Существование общины, как известно, обнаруживается в различных типах цивилизаций. Это преподносится как свидетельство в пользу универсализма мирового развития. Но идентичные ли институты скрываются под понятийно единым общинным маркером? Для ответа на этот вопрос феномен общины исследовался в ракурсе цивилизационной компаративистики. В качестве объекта анализа были взяты общинные структуры трех цивилизаций: российский «мир», западноевропейский «civic» и китайский «цзя».[17] Все указанные институты определяются как община. Однако ни по одному из используемых при сопоставлении базовому параметру (а таковых было шесть) совпадений не обнаружилось. Следовательно, налицо три принципиально различных социальных института, объединение которых под одним унифицирующим маркером является по отношению к каждому из них существенной деформацией.[18]
На Западе община, основанная на индивидуалистической парадигме хозяйствования, довольно легко распалась. В России же, базирующаяся на коллективистской традиции, коллективистских ориентирах совместной деятельности, она каждый раз, при всех попытках ее роспуска, воспроизводилась, репродуцировалась в новых формах. Не известным для Западной Европы являлся феномен уравнительного, периодически проводимого перераспределения земель. В России он получил название «черного передела». Даже в начале XX века процедура земельных перераспределений среди русских крестьян-общинников имела крайне широкое распространение.[19]
«Только благодаря своей уцелевшей общине, своему миру, – писал консервативный экономист С. Ф. Шарапов, – и стало Великорусское племя племенем государственным; оно одно из всех Славянских племен не только устроило и оберегло свою государственность, но и стало во главе общерусского государства… Община явилась хранилищем и Христовой веры, и народного духа, и исторических преданий…»[20] Общинное землевладение соотносилось с национальным идеалом соборного единения. Община брала на себя функции организации вспомоществования всем миром отдельным крестьянским хозяйствам. Другим ее назначением являлось решение социальных задач, что соотносилось с критериями социализированного типа экономики (рассмотрение экономических успехов с точки зрения социальной справедливости). Даже западник А. И. Герцен отмечал опровержение русской общинной системой хозяйствования теории мальтузианства.

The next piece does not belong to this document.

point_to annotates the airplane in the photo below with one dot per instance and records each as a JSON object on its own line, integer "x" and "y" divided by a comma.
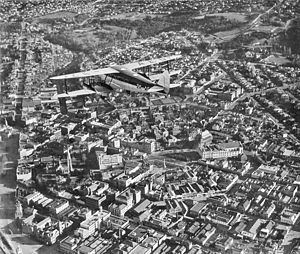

Модель общины была положена в организацию «русской артели», представлявшей собой исключительно национальную форму хозяйственной самоорганизации и самоуправления. Не случайно А. И. Герцен называл артели передвижными общинами. Артельщиков связывала круговая порука, солидарное ручательство всех за каждого. Возведенное в принцип существования равноправие членов артели позволяет противопоставлять ее капиталистическим предприятиям (в литературе используется характеристика их как антикапиталистических организаций). Уместно также говорить об особом феномене русской трудовой демократии. В Российской империи были известны случаи, когда вся деревенская община составляла собой артельное объединение.[21]
О высокой трудовой эффективности артельного труда может свидетельствовать опыт форсированного строительства в течение 10 лет Великой Сибирской магистрали, проложенной главным образом руками артельщиков. Лишь 8 тыс. человек было задействовано в прокладке 7,5 тыс. км железнодорожного полотна.